You can also SSH into the Droplets (using their private IPs if you are within the VPC, or their public IPs if configured) to verify that the application is running correctly and that the firewall rules are in place.
# Example of checking the service status on a Droplet ssh root@<DROPLET_PRIVATE_IP> "systemctl status my-python-app"
Security Considerations and Enhancements
While this setup provides a basic secure cluster, several enhancements can be made:
- HTTPS: Implement SSL termination at the load balancer. DigitalOcean Load Balancers support SSL certificates, which can be managed directly or via Let’s Encrypt.
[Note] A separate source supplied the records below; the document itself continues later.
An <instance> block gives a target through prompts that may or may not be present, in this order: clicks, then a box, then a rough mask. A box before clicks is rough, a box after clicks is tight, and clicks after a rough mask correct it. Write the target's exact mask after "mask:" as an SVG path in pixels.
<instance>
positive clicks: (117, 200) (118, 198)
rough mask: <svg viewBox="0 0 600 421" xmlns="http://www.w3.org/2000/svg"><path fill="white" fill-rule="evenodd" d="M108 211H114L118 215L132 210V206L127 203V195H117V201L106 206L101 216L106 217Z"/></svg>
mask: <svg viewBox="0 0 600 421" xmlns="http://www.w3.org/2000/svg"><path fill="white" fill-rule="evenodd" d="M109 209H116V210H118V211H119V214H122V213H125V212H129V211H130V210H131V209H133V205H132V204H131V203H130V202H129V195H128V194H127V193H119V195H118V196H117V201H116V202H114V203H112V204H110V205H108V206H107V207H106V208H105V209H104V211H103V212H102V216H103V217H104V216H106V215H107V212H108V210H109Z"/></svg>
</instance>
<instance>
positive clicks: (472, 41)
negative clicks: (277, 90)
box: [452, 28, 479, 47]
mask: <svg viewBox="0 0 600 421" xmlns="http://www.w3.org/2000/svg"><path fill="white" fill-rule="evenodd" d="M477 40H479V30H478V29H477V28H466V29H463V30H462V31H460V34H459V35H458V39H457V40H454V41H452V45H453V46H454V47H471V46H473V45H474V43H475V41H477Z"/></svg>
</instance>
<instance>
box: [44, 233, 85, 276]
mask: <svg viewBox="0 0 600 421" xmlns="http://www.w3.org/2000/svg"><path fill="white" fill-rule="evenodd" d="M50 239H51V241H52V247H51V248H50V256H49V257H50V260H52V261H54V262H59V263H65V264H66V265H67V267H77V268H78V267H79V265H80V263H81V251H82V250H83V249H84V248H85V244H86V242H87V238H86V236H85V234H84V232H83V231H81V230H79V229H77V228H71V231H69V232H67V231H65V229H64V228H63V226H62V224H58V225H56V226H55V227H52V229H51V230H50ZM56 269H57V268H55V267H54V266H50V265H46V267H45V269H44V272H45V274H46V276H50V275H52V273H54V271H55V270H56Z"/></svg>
- Private Networking: Ensure all inter-Droplet communication happens over the VPC’s private IP addresses. The load balancer handles public traffic and forwards it to Droplets via their private IPs.
- Firewall Rules: The user data script configures UFW on each Droplet. For more granular control, consider using DigitalOcean Cloud Firewalls, which can be managed via Terraform as well.
- Secrets Management: For sensitive application configurations (database credentials, API keys), use a dedicated secrets management solution like HashiCorp Vault or DigitalOcean’s Secrets Manager, rather than embedding them directly in code or environment variables on Droplets.
- Immutable Infrastructure: For production, consider building Docker images of your application and deploying them to Droplets. This promotes immutability and simplifies updates. Terraform can then be used to orchestrate container orchestration platforms or simply deploy updated Docker images.
- SSH Key Management: Ensure your SSH keys are strong and managed securely. Rotate them periodically.
By leveraging Infrastructure as Code with Terraform, you can consistently and securely provision complex application environments on DigitalOcean, enabling rapid scaling and reliable deployments.